Don’t turn your nose up at seasonal allergic rhinitis

Richard Armitage is a GP and Public Health Specialty Registrar, and Honorary Assistant Professor at the University of Nottingham’s Academic Unit of Population and Lifespan Sciences. He is on twitter: @drricharmitage

Allergic rhinitis – an IgE-mediated inflammatory disorder of the nose caused by exposure and sensitization to allergens such as house dust mite, moulds and animal dander – has long been trivialized by those it does not afflict, including the healthcare professionals that care for those it does.1  The typical symptoms are of sneezing, nasal itching, discharge (rhinorrhoea) and congestion, and often lead to troublesome associated symptoms of the eyes, sinuses, middle ear, nasopharynx and lower airways,2 often severely harm quality of sleep, home and social life.3

Allergic rhinitis is a common presenting problem in UK primary care, and has increased in prevalence…

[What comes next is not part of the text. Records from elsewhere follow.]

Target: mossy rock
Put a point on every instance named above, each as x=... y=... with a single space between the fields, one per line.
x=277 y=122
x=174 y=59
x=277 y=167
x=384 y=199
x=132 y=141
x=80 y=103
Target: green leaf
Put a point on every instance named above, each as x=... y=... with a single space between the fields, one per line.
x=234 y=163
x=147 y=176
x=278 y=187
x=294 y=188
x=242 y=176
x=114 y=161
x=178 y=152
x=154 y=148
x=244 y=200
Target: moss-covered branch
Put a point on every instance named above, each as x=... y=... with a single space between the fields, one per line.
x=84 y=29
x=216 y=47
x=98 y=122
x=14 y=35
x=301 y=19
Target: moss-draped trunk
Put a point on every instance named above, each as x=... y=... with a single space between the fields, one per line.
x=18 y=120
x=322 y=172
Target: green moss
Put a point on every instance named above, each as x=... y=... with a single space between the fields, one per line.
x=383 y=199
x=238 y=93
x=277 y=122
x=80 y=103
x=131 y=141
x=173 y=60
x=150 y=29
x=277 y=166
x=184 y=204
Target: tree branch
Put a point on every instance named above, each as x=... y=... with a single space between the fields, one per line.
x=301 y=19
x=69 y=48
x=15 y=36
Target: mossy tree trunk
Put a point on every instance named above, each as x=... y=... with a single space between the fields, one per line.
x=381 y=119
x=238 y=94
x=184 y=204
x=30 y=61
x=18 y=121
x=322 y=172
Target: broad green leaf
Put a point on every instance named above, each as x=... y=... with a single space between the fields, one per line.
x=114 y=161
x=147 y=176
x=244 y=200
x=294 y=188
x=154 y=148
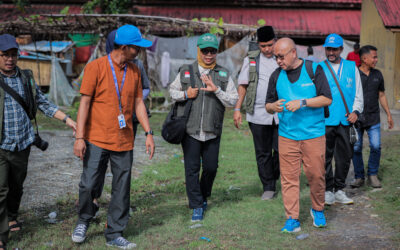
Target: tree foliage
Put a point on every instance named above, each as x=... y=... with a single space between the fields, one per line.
x=107 y=6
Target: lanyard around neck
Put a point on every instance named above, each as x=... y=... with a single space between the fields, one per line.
x=116 y=82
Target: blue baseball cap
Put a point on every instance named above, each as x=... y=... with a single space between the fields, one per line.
x=7 y=42
x=333 y=41
x=130 y=35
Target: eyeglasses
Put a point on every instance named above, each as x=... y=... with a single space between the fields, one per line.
x=206 y=51
x=332 y=49
x=8 y=56
x=282 y=57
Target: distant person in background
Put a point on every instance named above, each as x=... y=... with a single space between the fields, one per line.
x=253 y=84
x=354 y=56
x=374 y=93
x=310 y=54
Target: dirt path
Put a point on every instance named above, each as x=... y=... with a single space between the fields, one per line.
x=55 y=173
x=356 y=226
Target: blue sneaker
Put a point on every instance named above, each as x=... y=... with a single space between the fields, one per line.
x=291 y=226
x=205 y=206
x=121 y=242
x=318 y=218
x=198 y=214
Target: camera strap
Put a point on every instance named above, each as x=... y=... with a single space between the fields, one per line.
x=18 y=99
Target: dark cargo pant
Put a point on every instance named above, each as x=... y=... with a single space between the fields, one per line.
x=94 y=168
x=13 y=169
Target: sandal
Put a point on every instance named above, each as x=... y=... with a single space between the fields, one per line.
x=15 y=227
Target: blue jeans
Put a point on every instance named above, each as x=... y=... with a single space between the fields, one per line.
x=374 y=136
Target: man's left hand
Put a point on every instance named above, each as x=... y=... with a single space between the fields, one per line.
x=209 y=83
x=390 y=122
x=352 y=118
x=150 y=146
x=293 y=105
x=71 y=123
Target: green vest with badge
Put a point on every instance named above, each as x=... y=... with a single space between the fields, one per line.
x=208 y=102
x=254 y=62
x=30 y=95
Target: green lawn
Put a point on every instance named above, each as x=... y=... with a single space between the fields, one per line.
x=236 y=218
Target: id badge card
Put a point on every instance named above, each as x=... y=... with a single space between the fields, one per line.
x=121 y=121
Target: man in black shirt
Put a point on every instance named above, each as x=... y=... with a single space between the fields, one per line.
x=374 y=93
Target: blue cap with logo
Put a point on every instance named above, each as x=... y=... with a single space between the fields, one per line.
x=130 y=35
x=7 y=42
x=333 y=41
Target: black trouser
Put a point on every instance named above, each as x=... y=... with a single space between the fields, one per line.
x=265 y=139
x=198 y=153
x=94 y=167
x=100 y=185
x=13 y=170
x=337 y=146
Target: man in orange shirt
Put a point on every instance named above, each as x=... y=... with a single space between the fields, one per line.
x=111 y=93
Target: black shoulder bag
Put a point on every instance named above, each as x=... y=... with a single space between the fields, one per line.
x=174 y=127
x=353 y=131
x=38 y=142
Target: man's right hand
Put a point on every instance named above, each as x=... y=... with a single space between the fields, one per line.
x=275 y=106
x=192 y=92
x=237 y=118
x=80 y=148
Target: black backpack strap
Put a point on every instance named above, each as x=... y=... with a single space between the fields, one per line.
x=309 y=69
x=16 y=96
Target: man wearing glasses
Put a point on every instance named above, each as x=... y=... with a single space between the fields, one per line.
x=299 y=100
x=338 y=123
x=16 y=132
x=253 y=84
x=213 y=90
x=111 y=92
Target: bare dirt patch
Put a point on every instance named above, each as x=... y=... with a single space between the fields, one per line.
x=55 y=173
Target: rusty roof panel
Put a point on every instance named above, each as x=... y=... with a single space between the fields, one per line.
x=389 y=10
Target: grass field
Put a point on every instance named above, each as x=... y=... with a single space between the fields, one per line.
x=236 y=218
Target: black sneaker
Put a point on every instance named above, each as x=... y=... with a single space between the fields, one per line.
x=121 y=242
x=79 y=234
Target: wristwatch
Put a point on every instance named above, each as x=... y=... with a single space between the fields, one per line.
x=149 y=132
x=303 y=103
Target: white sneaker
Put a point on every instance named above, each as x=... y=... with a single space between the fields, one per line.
x=329 y=198
x=341 y=197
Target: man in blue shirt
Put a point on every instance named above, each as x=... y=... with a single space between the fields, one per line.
x=17 y=133
x=299 y=100
x=339 y=121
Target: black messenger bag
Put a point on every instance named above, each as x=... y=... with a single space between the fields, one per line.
x=174 y=127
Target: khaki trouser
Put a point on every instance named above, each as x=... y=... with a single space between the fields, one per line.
x=312 y=154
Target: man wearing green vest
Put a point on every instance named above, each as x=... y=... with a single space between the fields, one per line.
x=253 y=84
x=213 y=91
x=16 y=132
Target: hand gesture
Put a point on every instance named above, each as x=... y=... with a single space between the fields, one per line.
x=237 y=118
x=208 y=82
x=352 y=117
x=192 y=92
x=80 y=148
x=293 y=105
x=277 y=106
x=150 y=146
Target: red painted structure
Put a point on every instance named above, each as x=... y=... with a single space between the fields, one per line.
x=299 y=23
x=389 y=10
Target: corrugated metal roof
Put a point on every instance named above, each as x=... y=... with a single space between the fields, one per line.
x=389 y=10
x=8 y=12
x=291 y=22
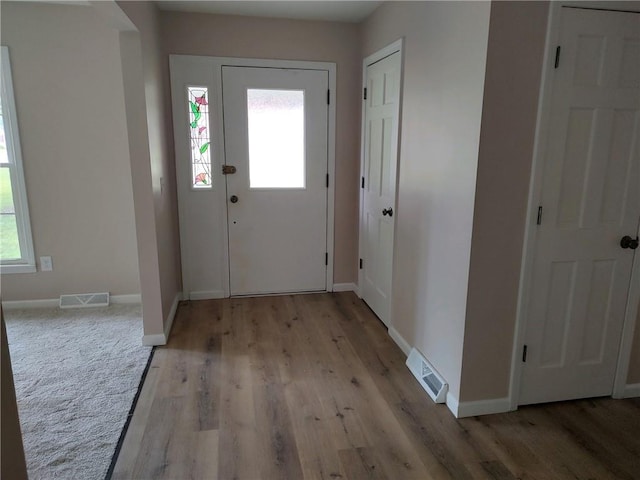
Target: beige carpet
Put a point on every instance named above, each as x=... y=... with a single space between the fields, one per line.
x=76 y=373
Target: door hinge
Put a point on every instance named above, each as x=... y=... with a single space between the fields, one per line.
x=539 y=219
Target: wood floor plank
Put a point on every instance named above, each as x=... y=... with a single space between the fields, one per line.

These impose substantial economic harms through impaired attendance and productivity at work and school.4  While perennial rhinitis occurs throughout the year (commonly caused by house dust mites and domestic pets), and occupation rhinitis is triggered by exposure to allergens in the workplace (including flour, wood dusk and latex),5 seasonal allergic rhinitis occurs at specific and predictable times of the year, and is also called hay fever when triggered by pollen released by trees in spring, grass at the end of spring and beginning of summer, or weeds from early spring to late autumn6 (the term was first used in 1829 when its symptoms were mistakenly thought to be triggered by hay).7

Allergic rhinitis is a common presenting problem in UK primary care, and has increased in prevalence in recent decades8 such that 10-15% of children and around 25% of adults experience allergic rhinitis symptoms of varying severity.2  This trend is largely driven by rapid increases in the prevalence of hay fever, which now affects around 40% of Europeans at some point in their lives.9  This recent trend is strikingly revealed by the increase in prescribing of fexofenadine hydrochloride – used to control severe symptoms of allergic rhinitis – from GP practices in England over the previous five years.  Monthly prescribing for this medication peaks each year in June (reflecting the seasonal burden of hay fever symptoms in early summer time), and has increased by 62.9% from 346,558 total prescriptions in June 2017 to 564,597 total prescriptions in June 2021 (latest data available).10  The economic costs for GP consultations regarding hay fever are estimated to amount to tens or even hundreds of millions of pounds each year in the NHS alone, while the substantial impact of hay fever on the productivity of those working in primary care themselves has even been estimated to exceed that caused by the burden of hypertension and type two diabetes.11

The economic costs for GP consultations regarding hay fever are estimated to amount to tens or even hundreds of millions of pounds each year in the NHS alone

Unfortunately, these trends are predicted to continue and even exacerbate in the coming decades due to a multitude of impacts mediated by climate change.  Since the concentration of, and duration of exposure to, plant pollen is proportional to the risk of sensitization to those allergens, the arrival of invasive pollen allergens, increased plant growth, and longer growing seasons expected to be triggered by climate change are likely to further increase the prevalence of hay fever symptoms9 (for example, the pollen count from invasive ragweed species is predicted to quadruple, and thereby induce severe allergic disease in susceptible individuals, in Europe by 2050).12

Along with the impaired quality of life, and implications to the educational and work performance of adults and children alike, a significant complication of allergic rhinitis (especially hay fever) is asthma.  While these diseases often co-exist (some 15–38% of people with allergic rhinitis also have asthma),13 allergic rhinitis is itself a recognised risk factor for the development of asthma, and even short-term pollen exposure is known to significantly increase the risk of triggering asthmatic symptoms.14  Crucially, those with severe allergic rhinitis symptoms are four times more likely to have poorly controlled asthma than those with controlled disease.2

The burden of hay fever is substantial and increasing.  Encouragingly, this manageable condition provides an ample opportunity for GPs to make vast improvements to many people’s home, work and social lives through the recognition and careful management of its debilitating symptoms.  As such, as we progress through peak hay fever season this year, don’t turn your nose up at seasonal allergic rhinitis.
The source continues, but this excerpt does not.